There are a number of model contract forms available to contractors, but by far the best approach is to develop your own contract, tailored to your company and the type of work that you do. You can create your own form, or you can hire someone to do it for you. Either way, at some point, you should get a lawyer involved. Even if you develop your own form, you should have your lawyer review it to make sure that there are no mistakes, ambiguities or omissions that could cost you or your customers. I urge clients to have their contract forms reviewed on an annual basis. Depending on changes in the law, changes in the industry or changes in your own business, this process should only take a few hours.
The following are five things to consider as you review your existing contract forms and business practices.
First, use a written contract with your customers. You have no idea how many contractors operate without a written contract.
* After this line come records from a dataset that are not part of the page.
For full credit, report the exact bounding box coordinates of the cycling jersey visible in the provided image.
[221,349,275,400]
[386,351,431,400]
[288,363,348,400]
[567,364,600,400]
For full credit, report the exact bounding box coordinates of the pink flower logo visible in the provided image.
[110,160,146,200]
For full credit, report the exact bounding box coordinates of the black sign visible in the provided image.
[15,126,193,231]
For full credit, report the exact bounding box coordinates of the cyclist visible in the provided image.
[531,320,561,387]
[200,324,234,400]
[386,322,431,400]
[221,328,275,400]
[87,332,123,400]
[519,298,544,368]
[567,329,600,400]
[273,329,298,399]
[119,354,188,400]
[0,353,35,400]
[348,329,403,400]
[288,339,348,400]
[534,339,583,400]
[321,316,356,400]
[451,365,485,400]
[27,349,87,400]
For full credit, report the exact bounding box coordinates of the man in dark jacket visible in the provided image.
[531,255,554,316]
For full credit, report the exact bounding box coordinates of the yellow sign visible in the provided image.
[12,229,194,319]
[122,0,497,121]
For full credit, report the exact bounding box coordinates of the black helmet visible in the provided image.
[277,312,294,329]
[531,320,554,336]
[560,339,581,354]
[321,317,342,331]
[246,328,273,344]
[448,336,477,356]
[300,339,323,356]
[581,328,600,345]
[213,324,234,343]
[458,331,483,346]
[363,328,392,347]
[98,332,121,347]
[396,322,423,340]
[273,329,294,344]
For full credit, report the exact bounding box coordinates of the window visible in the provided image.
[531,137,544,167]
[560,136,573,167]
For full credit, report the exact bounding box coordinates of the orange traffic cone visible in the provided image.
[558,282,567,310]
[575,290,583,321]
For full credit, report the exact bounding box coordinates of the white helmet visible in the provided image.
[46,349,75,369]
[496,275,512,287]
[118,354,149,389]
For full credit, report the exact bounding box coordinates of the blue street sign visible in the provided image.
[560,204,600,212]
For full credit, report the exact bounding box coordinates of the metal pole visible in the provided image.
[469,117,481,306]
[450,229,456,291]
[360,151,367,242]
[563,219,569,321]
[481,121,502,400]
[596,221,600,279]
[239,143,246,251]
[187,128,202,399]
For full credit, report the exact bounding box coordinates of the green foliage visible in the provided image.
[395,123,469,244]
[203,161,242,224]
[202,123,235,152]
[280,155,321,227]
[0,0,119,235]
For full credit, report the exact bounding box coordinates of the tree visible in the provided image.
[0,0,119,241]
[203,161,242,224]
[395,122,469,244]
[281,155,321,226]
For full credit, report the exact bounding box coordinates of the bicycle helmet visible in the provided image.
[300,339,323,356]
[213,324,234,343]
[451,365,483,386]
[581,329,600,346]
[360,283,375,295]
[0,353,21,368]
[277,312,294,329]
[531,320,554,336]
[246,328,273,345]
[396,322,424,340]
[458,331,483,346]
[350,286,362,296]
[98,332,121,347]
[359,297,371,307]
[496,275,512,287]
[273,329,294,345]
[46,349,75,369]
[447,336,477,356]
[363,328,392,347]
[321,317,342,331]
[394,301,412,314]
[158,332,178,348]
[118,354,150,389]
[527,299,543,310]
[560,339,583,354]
If you are doing this, you are inviting costly litigation. Often, if you do not have a written contract a dispute comes down to a “he said / she said” situation. When that happens, it is extremely difficult to resolve a disputed claim without a time-consuming and expensive trial. A handshake deal saves a few pennies now, but could cost you thousands of dollars later.
Second, make sure that your sales people and estimators understand the terms of your contract. The last thing you want is to have your sales force making promises that are different from what your contract says. When that happens, we are no longer dealing with simple breach of contract claims, but instead you may be exposed to fraud claims or claims under an unfair merchandising practices act. These types of claims are typically much more difficult and more expensive to defend against.
Third, do not leave anything blank in your contract. But, if you do, make sure that your customer initials and dates any additions or changes to the contract after it is signed.
Fourth, make sure that both you and your customer sign the contract, and keep a copy of the signed contract. We handle contract litigation for all sorts of companies, big and small. You’d be amazed by the number of times our clients have come to us in the middle of a lawsuit and tell us that they are unable to locate a signed copy of the agreement that we are trying to enforce.
Fifth, retain a copy of the contract for at least five years. Depending on which state’s laws apply, a customer may have between two and five years from the date he knew or should of known about a problem with your work to bring a lawsuit. As a general rule of thumb, I advise my clients to keep copies of their signed contracts for at least five years. And, if you want to be extra cautious, you could keep them for ten years.